Cette prise de conscience reste cependant le fait des spécialistes, non encore des directions générales. En effet, la classique stratégie d’entreprise peine à appréhender les nouvelles conditions de la guerre économique. Or, celle-ci est renforcée par les nouvelles conditions du cyberespace. La

cyber-stratégie n’est donc pas simplement l’affaire des informaticiens ou des directeurs de sécurité.

Elle appartient désormais à la fonction stratégique centrale de l’entreprise. Cela amène logiquement à recommander quelques mesures qui permettront de développer un cyber-stratégie d’entreprise.

Stratégie d’entreprise et grande stratégie

Il existe plusieurs définitions de la stratégie d’entreprise. Une des plus classiques affirme que « la stratégie, c’est l’acte de déterminer les finalités et les objectifs fondamentaux à long terme de l’entreprise, de mettre en place les actions et d’allouer les ressources nécessaires pour atteindre lesdites finalités » (cf.2).
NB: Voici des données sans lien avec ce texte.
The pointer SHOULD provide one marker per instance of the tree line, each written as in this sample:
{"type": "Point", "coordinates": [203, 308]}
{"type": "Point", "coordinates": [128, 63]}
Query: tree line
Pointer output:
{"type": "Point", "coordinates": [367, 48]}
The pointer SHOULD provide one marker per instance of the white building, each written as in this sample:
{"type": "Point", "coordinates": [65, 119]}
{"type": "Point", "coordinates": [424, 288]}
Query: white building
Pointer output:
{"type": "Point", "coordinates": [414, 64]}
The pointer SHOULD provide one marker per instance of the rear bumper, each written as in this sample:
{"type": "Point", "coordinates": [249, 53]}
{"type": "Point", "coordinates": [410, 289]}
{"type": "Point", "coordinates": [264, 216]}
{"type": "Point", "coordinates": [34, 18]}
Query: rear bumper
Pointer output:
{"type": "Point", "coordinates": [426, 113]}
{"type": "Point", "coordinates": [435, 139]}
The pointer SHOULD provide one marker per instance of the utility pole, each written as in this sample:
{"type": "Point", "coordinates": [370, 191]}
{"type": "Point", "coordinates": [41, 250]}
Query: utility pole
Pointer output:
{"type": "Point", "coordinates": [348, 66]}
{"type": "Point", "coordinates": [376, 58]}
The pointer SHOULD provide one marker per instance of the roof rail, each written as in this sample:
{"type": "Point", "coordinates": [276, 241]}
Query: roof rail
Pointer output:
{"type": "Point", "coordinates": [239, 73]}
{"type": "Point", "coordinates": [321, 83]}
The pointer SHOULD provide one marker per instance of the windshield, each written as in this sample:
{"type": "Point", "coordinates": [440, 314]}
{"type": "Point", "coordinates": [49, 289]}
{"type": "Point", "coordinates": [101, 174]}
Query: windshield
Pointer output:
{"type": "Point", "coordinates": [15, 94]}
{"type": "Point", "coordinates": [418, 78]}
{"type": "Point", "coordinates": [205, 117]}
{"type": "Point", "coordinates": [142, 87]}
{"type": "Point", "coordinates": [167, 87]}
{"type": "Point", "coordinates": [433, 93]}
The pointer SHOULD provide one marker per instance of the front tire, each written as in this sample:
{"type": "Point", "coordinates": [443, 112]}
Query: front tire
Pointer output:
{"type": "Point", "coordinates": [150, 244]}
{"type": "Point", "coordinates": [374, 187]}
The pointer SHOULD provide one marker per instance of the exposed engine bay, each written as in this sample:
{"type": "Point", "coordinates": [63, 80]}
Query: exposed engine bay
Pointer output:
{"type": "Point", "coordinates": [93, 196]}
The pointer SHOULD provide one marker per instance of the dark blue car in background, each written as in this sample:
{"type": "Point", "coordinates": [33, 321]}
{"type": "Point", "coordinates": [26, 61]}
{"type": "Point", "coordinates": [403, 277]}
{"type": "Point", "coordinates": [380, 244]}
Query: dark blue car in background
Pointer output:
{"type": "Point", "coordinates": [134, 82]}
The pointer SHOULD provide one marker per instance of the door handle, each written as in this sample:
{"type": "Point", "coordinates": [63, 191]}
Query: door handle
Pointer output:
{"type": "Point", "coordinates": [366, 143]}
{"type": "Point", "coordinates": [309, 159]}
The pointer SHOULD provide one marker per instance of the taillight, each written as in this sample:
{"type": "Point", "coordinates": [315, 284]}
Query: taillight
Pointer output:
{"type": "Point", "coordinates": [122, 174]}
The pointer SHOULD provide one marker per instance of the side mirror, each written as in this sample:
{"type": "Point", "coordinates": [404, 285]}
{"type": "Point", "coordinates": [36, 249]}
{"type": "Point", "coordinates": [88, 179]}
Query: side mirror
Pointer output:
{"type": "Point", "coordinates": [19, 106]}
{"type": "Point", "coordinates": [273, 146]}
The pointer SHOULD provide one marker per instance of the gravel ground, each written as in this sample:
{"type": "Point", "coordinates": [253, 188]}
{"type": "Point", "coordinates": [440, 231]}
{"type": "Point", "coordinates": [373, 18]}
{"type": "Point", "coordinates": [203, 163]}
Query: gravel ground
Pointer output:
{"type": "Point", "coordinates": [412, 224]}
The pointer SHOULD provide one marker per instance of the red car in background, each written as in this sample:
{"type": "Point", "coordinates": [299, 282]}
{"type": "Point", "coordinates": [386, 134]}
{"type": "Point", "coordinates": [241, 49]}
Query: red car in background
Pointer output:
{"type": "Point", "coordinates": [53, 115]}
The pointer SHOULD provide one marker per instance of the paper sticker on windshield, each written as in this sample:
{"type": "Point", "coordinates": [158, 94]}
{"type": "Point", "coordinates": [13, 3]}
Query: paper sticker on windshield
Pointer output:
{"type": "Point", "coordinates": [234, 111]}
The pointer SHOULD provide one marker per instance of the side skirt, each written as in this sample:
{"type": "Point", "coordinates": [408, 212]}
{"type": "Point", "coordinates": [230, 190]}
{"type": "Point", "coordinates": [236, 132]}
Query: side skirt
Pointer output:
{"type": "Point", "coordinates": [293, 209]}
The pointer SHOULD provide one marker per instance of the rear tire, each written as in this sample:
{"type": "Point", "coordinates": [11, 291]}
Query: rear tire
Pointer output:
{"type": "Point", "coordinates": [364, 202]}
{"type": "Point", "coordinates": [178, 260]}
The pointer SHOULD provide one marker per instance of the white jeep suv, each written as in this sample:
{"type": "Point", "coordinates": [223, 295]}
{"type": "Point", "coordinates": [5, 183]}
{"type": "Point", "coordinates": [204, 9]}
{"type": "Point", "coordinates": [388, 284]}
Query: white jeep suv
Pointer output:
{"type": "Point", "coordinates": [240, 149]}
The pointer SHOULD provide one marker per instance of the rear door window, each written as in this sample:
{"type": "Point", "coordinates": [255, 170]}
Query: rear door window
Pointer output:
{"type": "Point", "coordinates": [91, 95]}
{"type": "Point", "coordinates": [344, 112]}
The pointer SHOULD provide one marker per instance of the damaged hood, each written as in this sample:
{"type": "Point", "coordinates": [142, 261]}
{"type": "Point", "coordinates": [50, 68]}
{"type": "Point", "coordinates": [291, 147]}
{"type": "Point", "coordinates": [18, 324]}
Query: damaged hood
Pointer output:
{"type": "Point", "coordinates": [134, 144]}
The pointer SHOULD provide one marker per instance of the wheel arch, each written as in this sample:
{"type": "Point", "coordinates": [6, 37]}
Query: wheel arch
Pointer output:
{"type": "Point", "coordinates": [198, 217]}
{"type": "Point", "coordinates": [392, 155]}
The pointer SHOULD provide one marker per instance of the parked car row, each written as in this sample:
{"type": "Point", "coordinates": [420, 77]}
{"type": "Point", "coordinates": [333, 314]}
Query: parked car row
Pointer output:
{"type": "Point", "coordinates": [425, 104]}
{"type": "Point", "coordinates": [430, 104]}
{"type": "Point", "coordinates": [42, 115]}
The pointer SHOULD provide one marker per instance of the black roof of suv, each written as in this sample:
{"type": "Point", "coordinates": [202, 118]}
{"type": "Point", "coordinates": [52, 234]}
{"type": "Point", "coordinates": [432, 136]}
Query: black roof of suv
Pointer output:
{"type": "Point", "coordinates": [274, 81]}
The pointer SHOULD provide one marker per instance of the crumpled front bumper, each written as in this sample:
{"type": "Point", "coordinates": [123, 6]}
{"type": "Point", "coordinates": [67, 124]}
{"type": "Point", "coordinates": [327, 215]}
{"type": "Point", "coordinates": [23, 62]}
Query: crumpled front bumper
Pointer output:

Un courant plus récent a insisté sur l’environnement concurrentiel. Ainsi, pour Porter, « la stratégie consiste à définir les orientations générales permettant à l’entreprise de détenir un avantage concurrentiel durable » (cf.3). Détaillant cette définition, on peut donc dire que « la stratégie d’entreprise consiste à fixer des objectifs en fonction de l’environnement (contraintes extérieures) et des ressources disponibles dans l’organisation, puis à allouer ces ressources afin d’obtenir un avantage concurrentiel durable et défendable » (cf.4).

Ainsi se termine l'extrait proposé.